The engine crankshaft rotated, with compression noted in all cylinders. Valve train and accessory gear continuity was established. Both magnetos were tested with their respective ignition lead harnesses and produced strong sparks in firing order with hand rotation. The engine was completely disassembled, with no discrepancies noted. A complete report of the examination is appended.
Complete control system continuity was established from the control surfaces to the cockpit controls within the airframe.
The cabin heat muff was intact, with no evidence of exhaust gas leakage.
The propeller displayed leading edge damage, cordwise striations and blade tip end twist deformation opposite the cambered side.
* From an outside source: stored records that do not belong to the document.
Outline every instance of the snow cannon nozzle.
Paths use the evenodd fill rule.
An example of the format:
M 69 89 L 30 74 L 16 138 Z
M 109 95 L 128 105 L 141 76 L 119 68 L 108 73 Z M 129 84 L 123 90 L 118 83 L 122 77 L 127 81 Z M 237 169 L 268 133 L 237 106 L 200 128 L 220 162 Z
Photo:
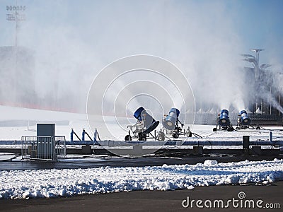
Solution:
M 218 118 L 218 124 L 222 126 L 226 126 L 230 125 L 229 112 L 227 110 L 221 110 L 220 116 Z
M 177 108 L 171 108 L 169 111 L 168 115 L 167 115 L 162 122 L 164 128 L 168 130 L 173 130 L 177 124 L 179 114 L 179 110 Z
M 242 125 L 249 125 L 251 122 L 250 119 L 248 117 L 248 113 L 246 110 L 240 112 L 240 122 Z

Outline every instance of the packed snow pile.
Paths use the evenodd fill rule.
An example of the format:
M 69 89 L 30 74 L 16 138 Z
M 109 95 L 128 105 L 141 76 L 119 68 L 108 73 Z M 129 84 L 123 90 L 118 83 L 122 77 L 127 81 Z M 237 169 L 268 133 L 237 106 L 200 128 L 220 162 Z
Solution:
M 152 167 L 0 171 L 0 199 L 69 196 L 283 180 L 283 160 Z

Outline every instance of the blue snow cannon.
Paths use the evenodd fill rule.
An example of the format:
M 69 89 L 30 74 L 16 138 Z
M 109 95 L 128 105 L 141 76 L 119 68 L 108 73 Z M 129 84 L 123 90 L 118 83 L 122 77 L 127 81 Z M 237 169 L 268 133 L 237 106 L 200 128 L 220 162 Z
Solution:
M 156 121 L 149 114 L 146 112 L 142 107 L 139 107 L 134 113 L 134 117 L 139 122 L 144 122 L 145 130 L 143 134 L 149 134 L 154 130 L 159 124 L 159 121 Z
M 221 126 L 227 126 L 230 125 L 229 112 L 227 110 L 222 110 L 218 118 L 218 124 Z
M 251 119 L 248 117 L 248 113 L 246 110 L 241 110 L 240 112 L 240 122 L 242 125 L 249 125 L 251 122 Z
M 177 108 L 171 108 L 168 115 L 163 120 L 162 124 L 168 130 L 174 130 L 179 117 L 180 110 Z

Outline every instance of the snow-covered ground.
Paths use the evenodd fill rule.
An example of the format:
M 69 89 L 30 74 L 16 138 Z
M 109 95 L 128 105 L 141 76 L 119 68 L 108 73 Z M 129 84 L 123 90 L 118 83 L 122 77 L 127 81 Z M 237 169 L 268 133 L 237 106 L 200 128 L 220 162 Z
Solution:
M 86 114 L 4 106 L 0 106 L 0 140 L 2 141 L 18 141 L 22 136 L 36 136 L 36 125 L 29 124 L 30 120 L 38 122 L 62 122 L 62 124 L 56 125 L 56 135 L 65 136 L 67 140 L 69 140 L 71 128 L 79 136 L 81 135 L 83 128 L 90 132 Z M 106 117 L 106 121 L 108 120 L 108 127 L 113 131 L 114 136 L 117 139 L 123 140 L 127 131 L 123 131 L 111 117 Z M 13 123 L 21 124 L 13 126 Z M 26 123 L 26 126 L 23 126 L 25 124 L 23 123 Z M 104 123 L 97 123 L 101 139 L 111 139 L 113 134 L 109 135 L 103 126 Z M 127 126 L 124 127 L 127 128 Z M 233 132 L 213 132 L 212 129 L 215 126 L 194 125 L 190 127 L 194 133 L 202 138 L 192 137 L 186 139 L 187 141 L 241 141 L 244 135 L 250 136 L 250 141 L 268 141 L 270 130 L 273 133 L 273 141 L 282 141 L 282 127 Z M 1 148 L 3 146 L 1 145 Z M 9 148 L 13 146 L 8 146 Z M 207 147 L 210 148 L 209 146 Z M 0 154 L 0 160 L 11 159 L 14 161 L 20 160 L 13 154 Z M 73 157 L 72 159 L 67 158 L 65 160 L 75 159 Z M 0 199 L 50 198 L 144 189 L 191 189 L 195 186 L 268 184 L 277 180 L 283 180 L 283 160 L 260 162 L 246 160 L 229 163 L 207 160 L 203 164 L 192 165 L 105 167 L 86 170 L 0 170 Z
M 0 116 L 0 141 L 11 140 L 19 141 L 23 136 L 36 136 L 36 125 L 33 121 L 41 122 L 61 122 L 60 124 L 55 125 L 55 133 L 57 136 L 65 136 L 66 140 L 70 140 L 71 129 L 73 128 L 75 132 L 81 136 L 82 129 L 90 134 L 87 116 L 86 114 L 75 114 L 62 112 L 54 112 L 47 110 L 19 108 L 13 107 L 0 106 L 1 115 Z M 127 118 L 119 117 L 122 123 L 120 125 L 116 123 L 116 119 L 112 117 L 105 117 L 105 122 L 98 121 L 96 127 L 98 129 L 100 139 L 102 140 L 113 139 L 124 140 L 125 136 L 128 133 L 127 125 L 129 122 L 134 122 L 135 119 L 128 120 Z M 11 126 L 13 122 L 21 121 L 21 126 Z M 33 122 L 29 122 L 33 121 Z M 106 124 L 105 124 L 106 122 Z M 30 124 L 29 124 L 30 123 Z M 32 124 L 31 124 L 32 123 Z M 5 126 L 6 124 L 6 126 Z M 107 127 L 105 127 L 105 126 Z M 162 125 L 160 124 L 157 130 L 161 129 Z M 250 136 L 250 141 L 268 141 L 269 133 L 272 130 L 273 133 L 273 141 L 282 141 L 283 127 L 270 126 L 265 127 L 262 130 L 242 130 L 231 132 L 226 131 L 212 131 L 215 126 L 211 125 L 185 125 L 184 129 L 187 126 L 193 133 L 202 137 L 201 140 L 204 141 L 241 141 L 243 136 Z M 106 129 L 108 128 L 110 132 Z M 126 131 L 125 129 L 127 129 Z M 180 138 L 185 139 L 185 138 Z M 86 139 L 88 139 L 86 136 Z M 197 137 L 186 139 L 187 141 L 199 139 Z
M 195 186 L 269 184 L 283 180 L 283 160 L 272 161 L 0 171 L 0 199 L 50 198 L 133 190 L 192 189 Z

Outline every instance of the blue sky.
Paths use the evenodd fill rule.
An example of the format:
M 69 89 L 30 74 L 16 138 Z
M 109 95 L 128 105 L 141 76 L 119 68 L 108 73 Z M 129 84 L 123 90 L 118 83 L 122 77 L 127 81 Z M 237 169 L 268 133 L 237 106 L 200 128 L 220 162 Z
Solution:
M 11 45 L 13 42 L 13 37 L 11 36 L 13 33 L 13 24 L 6 20 L 7 13 L 6 6 L 13 5 L 15 3 L 16 1 L 5 0 L 1 0 L 0 2 L 1 17 L 0 29 L 2 32 L 0 35 L 0 45 L 1 46 Z M 283 45 L 283 13 L 282 13 L 283 1 L 281 0 L 79 1 L 18 0 L 18 4 L 25 5 L 27 7 L 25 12 L 27 17 L 25 23 L 32 21 L 38 25 L 53 25 L 58 28 L 60 25 L 62 28 L 69 26 L 74 28 L 74 30 L 82 30 L 81 27 L 86 27 L 88 34 L 91 35 L 101 31 L 103 25 L 100 24 L 100 21 L 107 25 L 115 25 L 120 23 L 119 18 L 125 21 L 125 26 L 129 26 L 129 31 L 131 27 L 133 26 L 131 18 L 134 18 L 133 20 L 137 18 L 137 28 L 144 28 L 144 25 L 148 24 L 151 28 L 156 26 L 162 28 L 163 26 L 163 29 L 168 28 L 170 31 L 171 26 L 166 26 L 166 23 L 162 22 L 162 16 L 167 16 L 168 14 L 166 12 L 170 12 L 171 10 L 174 12 L 180 10 L 180 13 L 183 13 L 187 9 L 190 11 L 190 8 L 194 7 L 197 10 L 197 13 L 202 14 L 201 17 L 203 18 L 206 17 L 213 18 L 214 15 L 216 16 L 221 13 L 222 16 L 221 18 L 231 22 L 231 28 L 238 36 L 247 52 L 250 48 L 263 48 L 270 51 L 270 54 L 271 52 L 275 54 L 279 52 Z M 158 5 L 159 10 L 153 8 L 158 7 Z M 107 8 L 109 8 L 108 11 L 107 11 Z M 101 11 L 105 11 L 104 17 Z M 112 12 L 112 14 L 111 12 Z M 152 25 L 149 20 L 145 20 L 145 23 L 141 21 L 143 17 L 150 17 L 152 15 L 151 13 L 154 12 L 158 18 L 156 25 Z M 207 16 L 207 13 L 212 14 Z M 136 17 L 132 16 L 134 15 Z M 146 23 L 146 21 L 149 22 Z M 187 21 L 190 20 L 187 20 Z M 196 21 L 197 24 L 197 20 L 193 21 Z M 25 24 L 23 23 L 21 29 L 22 33 L 26 30 Z M 139 24 L 142 25 L 139 26 Z M 93 30 L 91 30 L 92 25 Z M 201 28 L 202 25 L 200 27 Z M 96 30 L 97 31 L 94 33 Z M 170 33 L 168 33 L 170 34 Z M 80 38 L 86 39 L 83 35 L 81 35 Z M 115 40 L 117 37 L 119 37 L 119 33 L 111 35 L 112 37 L 107 35 L 107 38 Z M 88 37 L 87 35 L 85 36 Z M 19 42 L 21 44 L 21 38 L 19 38 Z M 25 45 L 23 42 L 21 44 Z M 110 51 L 110 48 L 108 50 Z M 146 50 L 144 51 L 144 53 L 147 53 Z

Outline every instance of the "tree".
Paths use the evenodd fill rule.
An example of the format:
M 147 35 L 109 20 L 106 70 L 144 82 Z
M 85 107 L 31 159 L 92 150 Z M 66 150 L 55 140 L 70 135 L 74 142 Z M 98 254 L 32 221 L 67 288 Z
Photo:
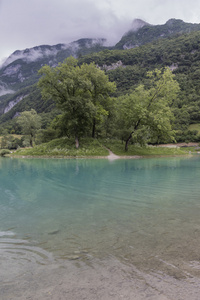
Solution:
M 96 67 L 94 63 L 83 64 L 81 67 L 83 76 L 90 81 L 90 97 L 95 107 L 92 119 L 92 137 L 95 137 L 96 125 L 107 116 L 110 110 L 110 94 L 116 90 L 116 84 L 110 82 L 104 71 Z
M 74 135 L 76 145 L 90 128 L 93 127 L 95 134 L 94 123 L 107 114 L 108 93 L 115 86 L 93 63 L 82 66 L 77 63 L 69 57 L 56 68 L 44 66 L 38 82 L 43 99 L 53 99 L 63 111 L 60 120 L 67 125 L 68 133 Z
M 36 132 L 41 127 L 41 117 L 34 109 L 31 109 L 22 112 L 17 119 L 17 123 L 21 126 L 23 134 L 29 136 L 30 146 L 33 147 Z
M 141 131 L 143 136 L 157 142 L 174 138 L 170 105 L 179 92 L 174 75 L 169 68 L 148 72 L 147 86 L 149 88 L 140 85 L 134 92 L 119 99 L 121 126 L 130 132 L 126 139 L 126 151 L 130 139 Z

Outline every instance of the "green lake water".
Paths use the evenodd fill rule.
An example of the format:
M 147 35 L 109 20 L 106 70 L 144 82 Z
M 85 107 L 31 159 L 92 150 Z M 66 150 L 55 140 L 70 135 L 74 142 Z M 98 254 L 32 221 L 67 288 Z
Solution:
M 153 276 L 152 282 L 155 277 L 160 282 L 170 282 L 169 278 L 188 282 L 192 278 L 188 284 L 196 284 L 200 275 L 199 156 L 0 159 L 1 299 L 29 299 L 22 297 L 23 289 L 29 291 L 31 282 L 35 289 L 44 286 L 41 274 L 51 268 L 59 278 L 69 263 L 80 276 L 81 268 L 96 268 L 97 261 L 131 268 L 135 279 L 143 276 L 148 281 L 145 276 Z M 159 289 L 158 282 L 155 285 Z M 18 296 L 11 298 L 15 290 Z M 43 295 L 41 299 L 54 298 Z M 87 299 L 92 299 L 89 294 Z M 185 299 L 181 292 L 180 299 Z

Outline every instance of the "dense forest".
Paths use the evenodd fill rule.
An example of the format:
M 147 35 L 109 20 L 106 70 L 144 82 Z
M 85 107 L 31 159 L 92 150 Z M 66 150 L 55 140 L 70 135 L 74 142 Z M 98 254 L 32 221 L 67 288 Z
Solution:
M 127 36 L 130 38 L 130 34 Z M 119 45 L 118 48 L 120 48 Z M 149 72 L 155 73 L 157 72 L 155 70 L 160 70 L 163 73 L 167 67 L 171 70 L 173 80 L 179 85 L 176 97 L 172 97 L 169 103 L 174 116 L 170 119 L 174 131 L 174 141 L 200 141 L 199 132 L 190 129 L 192 124 L 200 123 L 200 31 L 197 28 L 189 33 L 180 34 L 179 32 L 131 49 L 104 49 L 86 55 L 79 53 L 77 66 L 81 67 L 91 63 L 104 72 L 109 82 L 116 84 L 116 89 L 110 93 L 110 98 L 115 99 L 109 104 L 113 105 L 113 108 L 109 107 L 108 113 L 101 116 L 101 121 L 97 122 L 95 137 L 119 138 L 119 135 L 123 137 L 128 134 L 124 128 L 117 128 L 115 123 L 116 103 L 122 101 L 125 95 L 136 93 L 141 86 L 144 86 L 145 90 L 151 90 L 153 86 L 149 80 Z M 37 78 L 39 77 L 37 74 Z M 6 103 L 16 101 L 17 97 L 22 97 L 23 100 L 13 105 L 8 112 L 2 113 Z M 58 120 L 63 112 L 56 105 L 53 97 L 49 97 L 47 100 L 42 99 L 37 81 L 33 85 L 23 87 L 15 94 L 5 95 L 3 100 L 0 102 L 1 132 L 21 133 L 17 116 L 20 112 L 31 109 L 35 109 L 42 116 L 42 130 L 48 131 L 51 128 L 51 130 L 59 131 Z M 123 134 L 121 129 L 123 129 Z M 60 130 L 57 134 L 62 135 L 64 131 Z M 90 134 L 91 132 L 84 132 L 84 135 Z M 52 136 L 56 136 L 56 134 Z M 170 141 L 166 138 L 145 139 L 150 143 Z

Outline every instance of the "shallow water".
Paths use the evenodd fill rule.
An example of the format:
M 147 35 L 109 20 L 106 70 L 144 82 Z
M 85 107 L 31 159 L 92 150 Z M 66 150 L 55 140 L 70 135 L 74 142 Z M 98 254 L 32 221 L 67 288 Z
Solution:
M 46 299 L 53 283 L 59 290 L 60 278 L 68 298 L 62 281 L 60 298 L 51 291 L 50 299 L 85 299 L 85 293 L 87 299 L 183 300 L 190 289 L 190 299 L 198 299 L 199 178 L 198 156 L 1 159 L 2 299 Z M 92 296 L 86 288 L 95 276 Z M 110 280 L 112 292 L 100 293 L 100 278 Z M 119 295 L 114 280 L 122 286 Z

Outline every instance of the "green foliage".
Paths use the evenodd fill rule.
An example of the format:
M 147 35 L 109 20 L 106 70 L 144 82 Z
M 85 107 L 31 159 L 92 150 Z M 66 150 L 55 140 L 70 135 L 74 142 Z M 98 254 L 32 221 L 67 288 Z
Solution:
M 10 154 L 10 151 L 7 149 L 0 150 L 0 156 L 4 157 L 5 155 Z
M 42 97 L 54 99 L 63 112 L 57 124 L 63 124 L 65 134 L 79 138 L 94 131 L 96 123 L 108 114 L 109 93 L 115 85 L 93 63 L 78 66 L 77 62 L 69 57 L 56 68 L 44 66 L 38 85 Z
M 50 141 L 30 149 L 19 149 L 13 155 L 27 156 L 55 156 L 55 157 L 84 157 L 84 156 L 107 156 L 108 151 L 93 138 L 81 139 L 79 149 L 76 149 L 74 140 L 61 138 Z
M 34 109 L 24 111 L 17 119 L 18 124 L 21 126 L 22 132 L 29 136 L 30 146 L 33 146 L 33 140 L 36 132 L 41 127 L 41 117 Z
M 124 144 L 119 140 L 104 139 L 102 143 L 109 148 L 113 153 L 119 156 L 168 156 L 168 155 L 186 155 L 191 149 L 179 148 L 174 145 L 173 148 L 159 146 L 140 146 L 138 144 L 130 144 L 129 151 L 125 151 Z
M 119 123 L 121 128 L 129 130 L 126 150 L 132 137 L 140 144 L 167 142 L 174 138 L 170 105 L 177 97 L 179 85 L 168 68 L 163 72 L 158 69 L 149 72 L 148 78 L 150 88 L 140 85 L 118 100 Z

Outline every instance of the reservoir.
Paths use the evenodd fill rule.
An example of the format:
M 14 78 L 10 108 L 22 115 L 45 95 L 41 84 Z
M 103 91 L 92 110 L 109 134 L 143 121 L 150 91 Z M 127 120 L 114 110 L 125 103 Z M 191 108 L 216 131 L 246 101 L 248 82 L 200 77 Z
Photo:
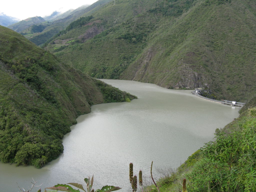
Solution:
M 146 180 L 153 161 L 153 176 L 158 178 L 157 168 L 177 168 L 213 139 L 216 128 L 238 117 L 240 109 L 202 99 L 191 90 L 102 80 L 138 99 L 92 106 L 65 136 L 63 153 L 41 169 L 0 163 L 1 191 L 17 191 L 18 186 L 28 190 L 32 178 L 37 185 L 43 184 L 42 189 L 58 183 L 83 184 L 84 178 L 93 174 L 95 189 L 108 185 L 129 191 L 130 162 L 134 174 L 141 169 Z

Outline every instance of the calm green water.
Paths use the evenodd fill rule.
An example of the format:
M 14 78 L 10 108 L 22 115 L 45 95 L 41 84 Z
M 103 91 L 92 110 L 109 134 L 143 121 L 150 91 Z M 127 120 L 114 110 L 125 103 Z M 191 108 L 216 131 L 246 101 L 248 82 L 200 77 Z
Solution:
M 42 188 L 83 183 L 85 177 L 94 174 L 94 189 L 108 184 L 127 191 L 130 162 L 134 174 L 141 169 L 147 177 L 152 161 L 154 168 L 176 168 L 212 140 L 216 128 L 239 115 L 239 108 L 202 99 L 191 91 L 103 80 L 138 99 L 93 106 L 91 112 L 78 118 L 65 136 L 63 153 L 42 169 L 0 164 L 0 191 L 17 191 L 18 185 L 27 190 L 32 178 L 43 184 Z M 154 172 L 157 177 L 155 169 Z

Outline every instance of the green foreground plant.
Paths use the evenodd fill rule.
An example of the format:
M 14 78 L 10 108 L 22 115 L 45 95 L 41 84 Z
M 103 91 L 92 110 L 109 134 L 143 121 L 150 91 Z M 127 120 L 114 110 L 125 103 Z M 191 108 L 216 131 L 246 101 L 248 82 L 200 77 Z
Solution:
M 88 178 L 85 178 L 84 179 L 84 182 L 86 184 L 87 192 L 84 188 L 83 185 L 81 184 L 80 184 L 77 183 L 69 183 L 67 184 L 75 187 L 76 187 L 81 189 L 86 192 L 94 192 L 94 189 L 93 188 L 92 189 L 92 188 L 93 183 L 93 176 L 92 176 L 92 179 L 90 180 L 90 177 L 88 177 Z M 106 185 L 102 187 L 101 189 L 98 189 L 95 191 L 95 192 L 110 192 L 111 191 L 116 191 L 121 188 L 118 187 Z M 50 189 L 50 190 L 48 190 L 48 189 Z M 80 192 L 80 191 L 79 189 L 74 189 L 71 186 L 66 184 L 58 184 L 54 187 L 47 187 L 45 188 L 45 192 L 50 192 L 50 191 L 53 191 L 52 190 L 55 190 L 54 191 L 67 191 L 68 192 Z M 56 190 L 57 190 L 57 191 Z

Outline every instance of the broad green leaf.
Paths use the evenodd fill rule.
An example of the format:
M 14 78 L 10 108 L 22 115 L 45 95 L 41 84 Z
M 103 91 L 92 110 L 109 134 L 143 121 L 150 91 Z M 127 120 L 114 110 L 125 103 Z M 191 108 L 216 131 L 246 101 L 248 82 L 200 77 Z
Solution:
M 76 187 L 79 188 L 82 190 L 83 190 L 84 191 L 86 191 L 84 190 L 84 189 L 83 188 L 83 186 L 81 185 L 81 184 L 79 184 L 79 183 L 69 183 L 68 184 L 71 185 L 73 186 L 74 186 Z
M 58 190 L 54 190 L 53 189 L 50 189 L 46 190 L 46 189 L 47 188 L 46 188 L 45 189 L 45 192 L 57 192 L 58 191 Z
M 93 184 L 93 175 L 92 175 L 92 177 L 91 180 L 91 187 L 92 186 L 92 185 Z M 90 191 L 88 191 L 88 192 L 90 192 Z
M 63 185 L 63 184 L 58 184 L 50 187 L 47 187 L 46 189 L 50 189 L 54 190 L 58 190 L 63 191 L 67 191 L 68 192 L 80 192 L 80 191 L 78 189 L 74 189 L 71 186 L 67 185 Z
M 108 185 L 106 185 L 104 186 L 101 189 L 97 189 L 95 191 L 95 192 L 110 192 L 111 191 L 114 191 L 119 190 L 121 188 L 119 187 L 114 187 L 114 186 L 110 186 Z

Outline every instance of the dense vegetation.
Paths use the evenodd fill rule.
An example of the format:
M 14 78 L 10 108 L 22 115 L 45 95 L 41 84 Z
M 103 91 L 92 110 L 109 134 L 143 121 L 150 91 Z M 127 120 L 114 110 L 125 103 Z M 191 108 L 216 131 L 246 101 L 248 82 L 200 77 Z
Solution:
M 90 106 L 135 97 L 60 62 L 0 26 L 0 161 L 40 168 Z
M 256 190 L 255 99 L 242 108 L 239 118 L 223 130 L 216 130 L 215 141 L 206 144 L 176 172 L 160 179 L 161 192 L 179 191 L 185 178 L 188 191 Z M 147 191 L 157 191 L 150 189 Z
M 8 28 L 18 33 L 20 33 L 33 25 L 45 21 L 45 20 L 43 18 L 37 16 L 28 18 L 18 23 L 11 25 L 8 26 Z
M 256 2 L 115 2 L 81 15 L 93 18 L 55 36 L 46 49 L 93 77 L 207 88 L 218 99 L 238 102 L 252 96 Z

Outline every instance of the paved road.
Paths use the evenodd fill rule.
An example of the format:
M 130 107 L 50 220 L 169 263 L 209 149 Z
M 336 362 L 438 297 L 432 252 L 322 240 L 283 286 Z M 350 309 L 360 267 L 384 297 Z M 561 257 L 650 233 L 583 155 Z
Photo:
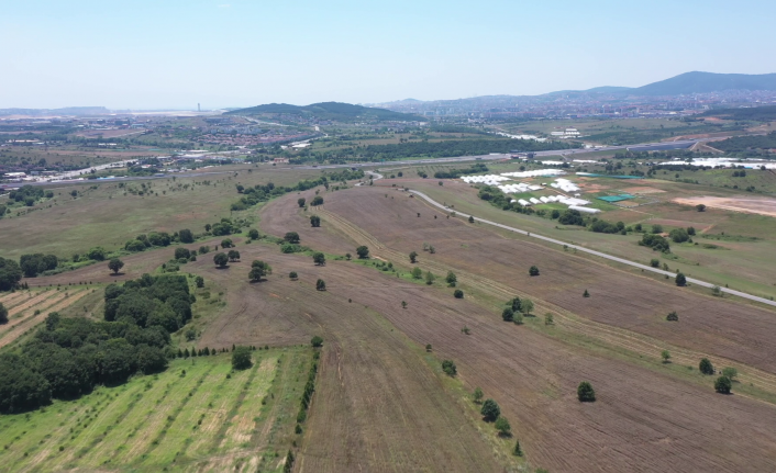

The airframe was schematically laid out for review of the damage patterns. From a mid door point, the forward portion of the fuselage was extensively fragmented. The firewall, with engine attached, was separated from the structure, as was the instrument panel. Both wings were separated from the cabin carry-through member. The left wing was intact in a spanwise direction, with the tip end crushed rearward on a 45-degree axis over the outboard 3 feet. Leading edge crush was observed on the inboard 6 feet of the left wing, with brown-greenish organic material transfer noted to the damaged areas. The right wing was extensively fragmented, with large 30-inch diameter semicircular indentations crushed rearward to the main spar area. Organic material transfer similar to the left wing was observed in the damaged areas of the right wing. The axis of all crush deformation on the wing leading edges was observed to be roughly perpendicular to the wing cord line.
All control surfaces and balance weights remained attached to their respective structures.
MEDICAL AND PATHOLOGICAL INFORMATION
According to the Monterey County Coroner, both occupants sustained fatal injuries in the accident. No suitable tissue or fluid specimens were available for toxicological tests.
The aircraft wreckage was released to a representative of the registered owner on August 19, 1996, at the conclusion of the airframe and engine examinations. When last seen, the wreckage was located the facilities of Plain Parts, Pleasant Grove, California.